According to a new research, women tend to be sleep deprived if they have children in the house.
That's right! The lack of sleep many women have to battle with on a regular basis reaffirms the notion that having kids equates to negligible or disturbed sleep.
A new research, which is in the preliminary stages and is slated to be presented at the Annual Meeting of the American Academy of Neurology (AAN) in April, shares that women are unable to get a good night's sleep — unlike their male counterparts — if there are kids at home.
Study author Kelly Sullivan noted that the research's findings could potentially "bolster women who say they feel exhausted."
Moreover, the study also disclosed that women were not only sleep deprived, but were also lethargic the entire day as a result of lack of sufficient sleep.
How The Study Was Conducted
To validate their hypothesis that having children at home can impact the sleep of a woman, the team observed data from a survey. This survey encompassed 5,805 people and was conducted over the phone countrywide.
The participants were quizzed on their sleep duration. Those who slept between seven to nine hours each day were in the optimum bracket. However, individuals who slept for six hours or less were in the insufficient sleep category.
The researchers also questioned the participants on their tiredness patterns, asking them how often they felt weary in the previous month.

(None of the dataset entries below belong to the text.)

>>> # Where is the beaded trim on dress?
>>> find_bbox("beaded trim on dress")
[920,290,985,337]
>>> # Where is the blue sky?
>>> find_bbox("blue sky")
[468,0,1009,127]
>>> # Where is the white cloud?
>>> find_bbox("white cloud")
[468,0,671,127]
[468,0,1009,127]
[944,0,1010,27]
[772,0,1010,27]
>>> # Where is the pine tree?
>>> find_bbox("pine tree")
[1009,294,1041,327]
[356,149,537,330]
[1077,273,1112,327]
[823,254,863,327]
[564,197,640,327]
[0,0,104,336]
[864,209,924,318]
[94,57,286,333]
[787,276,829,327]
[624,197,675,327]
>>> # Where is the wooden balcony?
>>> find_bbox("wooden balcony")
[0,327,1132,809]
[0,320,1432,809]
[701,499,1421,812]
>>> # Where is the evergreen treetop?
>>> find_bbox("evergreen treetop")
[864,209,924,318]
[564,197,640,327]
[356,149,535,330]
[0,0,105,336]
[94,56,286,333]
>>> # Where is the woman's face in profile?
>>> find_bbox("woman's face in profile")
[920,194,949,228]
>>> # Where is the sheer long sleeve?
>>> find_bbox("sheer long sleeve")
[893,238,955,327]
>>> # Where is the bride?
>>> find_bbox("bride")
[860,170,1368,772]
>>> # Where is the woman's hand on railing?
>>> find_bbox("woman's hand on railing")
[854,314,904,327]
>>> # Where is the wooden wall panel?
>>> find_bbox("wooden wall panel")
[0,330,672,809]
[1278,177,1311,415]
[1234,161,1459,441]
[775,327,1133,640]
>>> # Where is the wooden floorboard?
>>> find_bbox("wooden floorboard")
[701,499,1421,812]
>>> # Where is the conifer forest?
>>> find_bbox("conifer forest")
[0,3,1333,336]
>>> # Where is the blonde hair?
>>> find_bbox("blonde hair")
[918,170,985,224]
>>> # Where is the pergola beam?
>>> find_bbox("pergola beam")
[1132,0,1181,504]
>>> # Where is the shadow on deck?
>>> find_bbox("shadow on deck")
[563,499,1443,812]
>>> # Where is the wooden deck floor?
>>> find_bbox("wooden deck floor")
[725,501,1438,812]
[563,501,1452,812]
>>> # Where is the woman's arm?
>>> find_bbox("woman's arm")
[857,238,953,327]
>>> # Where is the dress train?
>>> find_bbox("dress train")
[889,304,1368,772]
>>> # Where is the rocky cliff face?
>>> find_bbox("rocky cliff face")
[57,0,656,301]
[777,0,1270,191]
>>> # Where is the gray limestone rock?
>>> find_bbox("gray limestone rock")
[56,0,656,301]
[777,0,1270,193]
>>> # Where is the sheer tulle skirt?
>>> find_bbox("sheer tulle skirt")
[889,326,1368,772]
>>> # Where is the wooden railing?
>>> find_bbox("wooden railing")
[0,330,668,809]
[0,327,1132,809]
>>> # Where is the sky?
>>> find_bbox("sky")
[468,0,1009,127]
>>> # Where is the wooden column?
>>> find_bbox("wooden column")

The study also factored in the race, age, marital status, education, BMI, employment, income, exercise, and the number of kids in the home. They also took into consideration probable influences such as snoring that could potentially contribute to an individual's lack of sleep.
What Did The Researchers Find?
The researchers discovered that in the 2,908 women, who were below 45 years, the only influencing factor that could be linked to insufficient sleep was the presence of a child in the home. Alarmingly, the possibility of a woman being sleep deprived increased by 50 percent with each child.
The study also posited that nearly 48 percent women in this age bracket, who had kids, reported that they were getting a minimum of seven hours of sleep, which fell in the optimal bracket. By comparison, 62 percent of the women in this age group, who did not have children in the home, got seven hours of precious sleep.
The researchers did not find education, exercise or marital status impacting the duration of the women's sleep.
The team also discovered that younger women who had a kid in the home said they felt exhausted 14 days on an average each month. By comparison, women who did not have kids in the house said they felt weary 11 days on an average in a month.
While the sleep of a woman is impacted by the presence of a child in the house, the same does not affect the sleep duration of a man per the researchers.